I get that LLMs are just doing a probabilistic prediction etc. Its all Hutter Prize stuff.
But how are animals with nerve-centres or brains different? What do we think us humans do differently so we are not just very big probabilistic prediction systems?
A completely different tack: if we develop the technology to engineer animal-style nerves and form them into big lumps called 'brains', in what way is that not artificial and intelligence? And if we can do that, what is to stop that manufactured brain from not being twice or ten times larger than a humans?
> But how are animals with nerve-centres or brains different?
In current LLM neural networks, the signal proceeds in one direction, from input, through the layers, to output. To the extend that LLM's have memory and feedback loops, it's that they write the output of the process to text, and then read that text and process it again though their unidirectional calculations.
Animal brains have circular signals and feedback loops.
There are Recurrent Neural Network (RNN) architectures, but current LLM's are not these.
> But how are animals with nerve-centres or brains different? What do we think us humans do differently so we are not just very big probabilistic prediction systems?
I see this statement thrown around a lot and I don't understand why. We don't process information like computers do. We don't learn like they do, either. We have huge portions of our brains dedicated to communication and problem solving. Clearly we're not stochastic parrots.
> if we develop the technology to engineer animal-style nerves and form them into big lumps called 'brains'
I think y'all vastly underestimate how complex and difficult a task this is.

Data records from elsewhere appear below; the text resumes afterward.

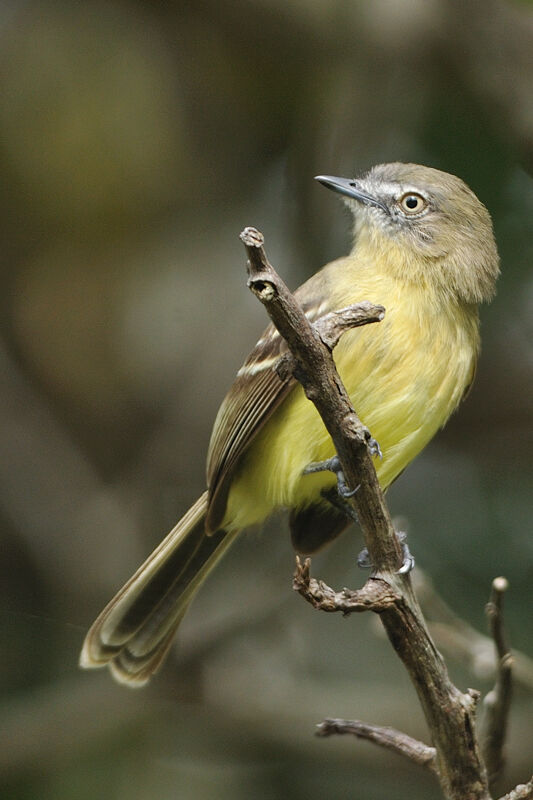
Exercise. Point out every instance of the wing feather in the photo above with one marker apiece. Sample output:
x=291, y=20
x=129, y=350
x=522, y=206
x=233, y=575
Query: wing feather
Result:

It's not even "draw a circle, draw the rest of the owl", it's "draw a circle, build the rest of the Dyson sphere".
It's easy to _say_ it, it's easy to picture it, but actually doing it? We're basically at zero.
Human (and other animal) brains probably are probabilistic, but we don't understand their structure or mechanism in fine enough detail to replicate them, or simulate them.
People think LLMs are intelligent because intelligence is latent within the text they digest, process and regurgitate. Their performance reflects this trick.
> But how are animals with nerve-centres or brains different? What do we think us humans do differently so we are not just very big probabilistic prediction systems?
If you believe in free will, then we are not.
I don't think the probabilistic prediction is a problem. The problem with current LLM is that they are limited to doing "System 1" thinking, only giving you a fast instinctive response to a question. While that works great for a lot of small problems, it completely falls apart on any larger task that requires multiple steps or backtracking. "System 2" thinking is completely missing as is the ability to just self-iterate on their own output.
Reasoning models are trying to address that now, but monologueing in token-space still feels more like a hack than a real solution, but it does improve their performance a good bit nonetheless.
In practical terms all this means is that current LLMs still need a hell of a lot of hand holding and fail at anything more complex, even if their "System 1" thinking is good enough for the task (e.g. they can write Tetris in 30sec no problem, but they can't write SuperMarioBros at all, since that has numerous levels that would blow the context window size).